According to California law the use of a visual monitor typically refers to a television or video monitor. The California Vehicle Code 27602 Television actually specifies that: “A person shall not drive a motor vehicle if a television receiver, a video monitor, or a television or video screen, or any other similar means of visually displaying a television broadcast or video signal that produces entertainment or business applications, is operating and is located in the motor vehicle at a point forward of the back of the driver’s seat, or is operating and the monitor, screen, or display is visible to the driver while driving the motor vehicle.”

Moreover, the code also notes some exceptions to the rule, specifying: “Subdivision (a) does not apply to the following equipment when installed in a vehicle: (1) A vehicle information display. (2) A global positioning display. (3) A mapping display. (4) A visual display used to enhance or supplement the driver's view forward, behind, or to the sides of a motor vehicle for the purpose of maneuvering the vehicle.”

Thus the law has been instated to keep people from watching TV while driving. It is still to be seen whether this particular case could set a new precedence, however.

Commissioner Blair ruled that Abadie was not guilty because she had been cited under the code that required proof beyond a reasonable doubt that the device was in operation, and that Odle had failed to provide such proof. The officer had suggested that the hardware for the device was blocking Abadie’s peripheral vision on her right side, but the commissioner noted that Odle had never worn the device and as such rejected the speculation.

However, Blair further found that the language of the code does bar the operation of a video or TV screen or “similar device” when the vehicle is moving. That provision, according to Blair, could be broad enough to apply to Google Glass.

Legislators in at least three US states, including Delaware, New Jersey and West Virginia, apparently agree and have already introduced bills that would ban driving with Google Glass.

Abadie, for her part, is ready to fight this even further.

“I believe it’s an initial success but we have a long way to go,” she said, as reported by AP via Bloomberg Businessweek.

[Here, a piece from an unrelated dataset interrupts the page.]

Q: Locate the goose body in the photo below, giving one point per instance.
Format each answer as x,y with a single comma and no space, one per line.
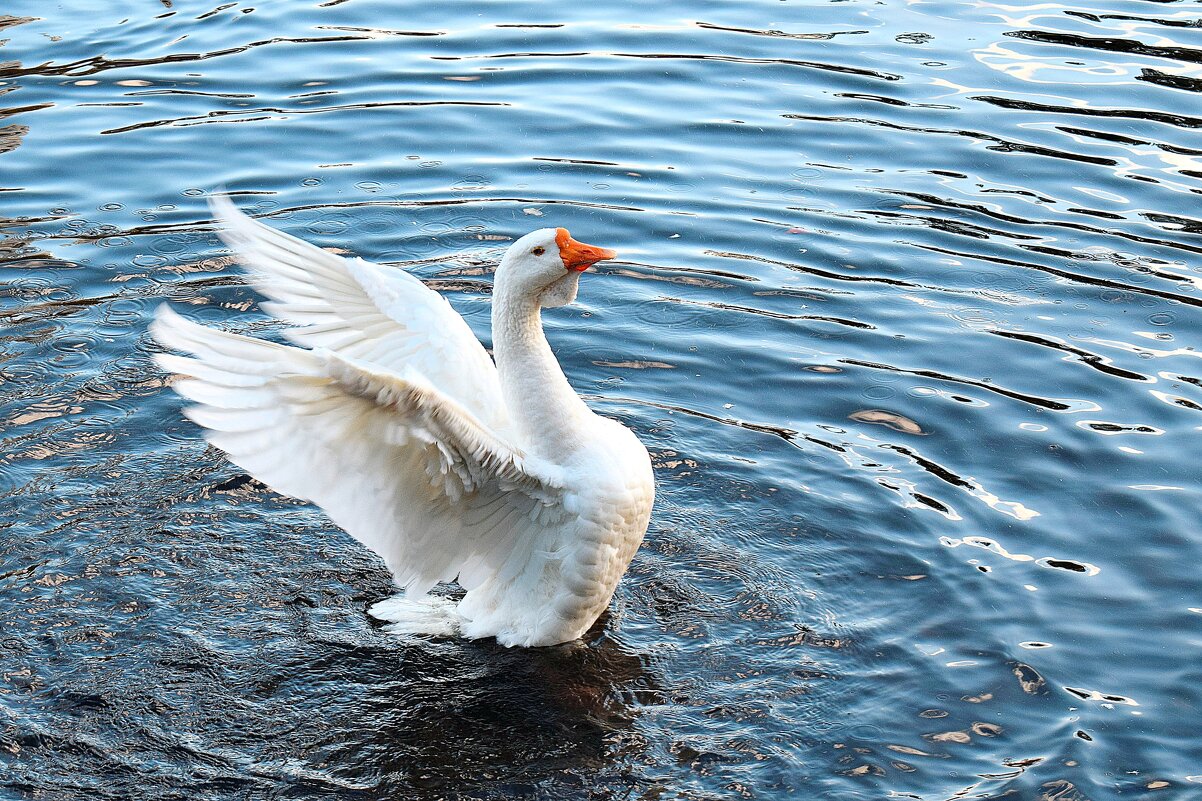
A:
388,414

“Glass is built to connect you more with the world around you, not distract you from it,” Google said in a statement. “Explorers should always use Glass responsibly and put their safety and the safety of others first.”

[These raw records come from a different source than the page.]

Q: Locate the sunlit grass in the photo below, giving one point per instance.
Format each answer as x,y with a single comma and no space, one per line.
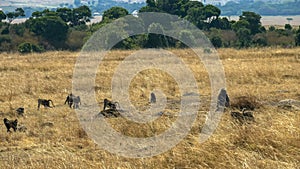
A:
268,74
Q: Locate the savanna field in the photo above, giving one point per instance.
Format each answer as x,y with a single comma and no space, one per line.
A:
261,76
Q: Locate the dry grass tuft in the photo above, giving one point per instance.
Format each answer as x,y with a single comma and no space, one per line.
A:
248,102
256,79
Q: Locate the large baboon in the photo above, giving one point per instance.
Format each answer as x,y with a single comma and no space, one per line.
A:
45,103
10,124
223,99
152,98
20,111
73,100
112,105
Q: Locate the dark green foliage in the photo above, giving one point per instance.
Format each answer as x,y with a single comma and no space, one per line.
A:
260,40
263,8
17,13
254,21
2,16
244,36
51,28
297,37
114,13
272,28
4,38
18,29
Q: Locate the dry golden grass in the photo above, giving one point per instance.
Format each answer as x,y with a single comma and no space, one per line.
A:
266,74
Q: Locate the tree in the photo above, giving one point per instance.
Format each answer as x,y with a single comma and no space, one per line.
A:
211,12
17,13
114,13
51,28
244,36
65,14
2,16
81,15
254,21
77,2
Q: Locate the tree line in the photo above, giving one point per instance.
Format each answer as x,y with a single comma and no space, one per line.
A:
67,29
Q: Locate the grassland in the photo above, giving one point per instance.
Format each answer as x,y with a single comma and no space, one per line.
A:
267,75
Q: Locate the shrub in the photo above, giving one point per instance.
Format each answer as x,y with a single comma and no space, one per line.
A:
27,47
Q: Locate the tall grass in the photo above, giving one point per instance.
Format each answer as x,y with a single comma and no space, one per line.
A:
266,74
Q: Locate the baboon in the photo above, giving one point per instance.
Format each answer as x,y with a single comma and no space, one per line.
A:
223,99
73,100
10,124
152,98
244,116
20,111
110,104
248,115
45,103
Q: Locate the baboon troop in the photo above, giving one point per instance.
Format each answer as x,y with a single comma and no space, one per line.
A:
10,124
45,103
73,100
110,104
152,98
243,116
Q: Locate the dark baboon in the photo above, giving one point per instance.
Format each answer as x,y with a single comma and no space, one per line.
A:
20,111
110,104
223,99
243,117
45,103
73,100
152,98
10,124
248,115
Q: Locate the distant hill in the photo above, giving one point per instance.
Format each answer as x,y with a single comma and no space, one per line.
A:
97,6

The search giant had previously addressed this point on its Google Glass FAQ:

“Most states have passed laws limiting the use of mobile devices while driving any motor vehicle, and most states post those rules on their department of motor vehicles websites. Read up and follow the law! Above all, even when you're following the law, don't hurt yourself or others by failing to pay attention to the road. The same goes for bicycling: whether or not any laws limit your use of Glass, always be careful.”